London: In a broad clampdown designed to strangle Russia’s war machine, Britain has targeted two of Moscow’s biggest oil giants, Rosneft and Lukoil – along with prominent figures in India and China.
Announcing the move just days after Prime Minister Keir Starmer was in India, it catches Nayara Energy Limited — the Russian majority-owned refinery in Gujarat — for its predilection for Russian crude.
Nayara, which last year alone took 100 million barrels of Russian crude valued at more than $5 billion (£3.75bn), will now have its assets frozen and services barred. This is as state-owned Indian refineries reduced purchases of Russian ‘black gold’ by more than 45% from June to September 2025, Kpler figures indicate. Four Chinese oil terminals and 44 vessels belonging to Russia’s opaque “ghost fleet” of ageing tankers evading Western oversight also feature on the blacklist, cutting the flow of some 3.1 million barrels a day in daily exports.

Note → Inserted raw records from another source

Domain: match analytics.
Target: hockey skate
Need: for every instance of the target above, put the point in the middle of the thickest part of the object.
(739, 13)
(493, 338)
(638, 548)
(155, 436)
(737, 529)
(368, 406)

Chancellor Rachel Reeves said the 90 new measures were a “significant blow” to Vladimir Putin’s war against Ukraine funding machine. “We are sending an obvious message: Russian oil is off the global market,” she declared, promising to increase pressure on third-country firms that support Moscow’s exports. Together the two produce almost half of Russia’s output (flirting with 6% of world supply) and have now been targeted more than any other Russian energy asset by UK sanctions.
The Foreign Secretary, Yvette Cooper, repeated the determination: “We will turn the screw – teamwork with allies piling on the pain – oil, gas and shadows until Putin ends his illegal war. G7 nations consider asset freezes, and this escalation signals Britain’s unwavering approach to turning the screw on energy lifelines that fuel conflict.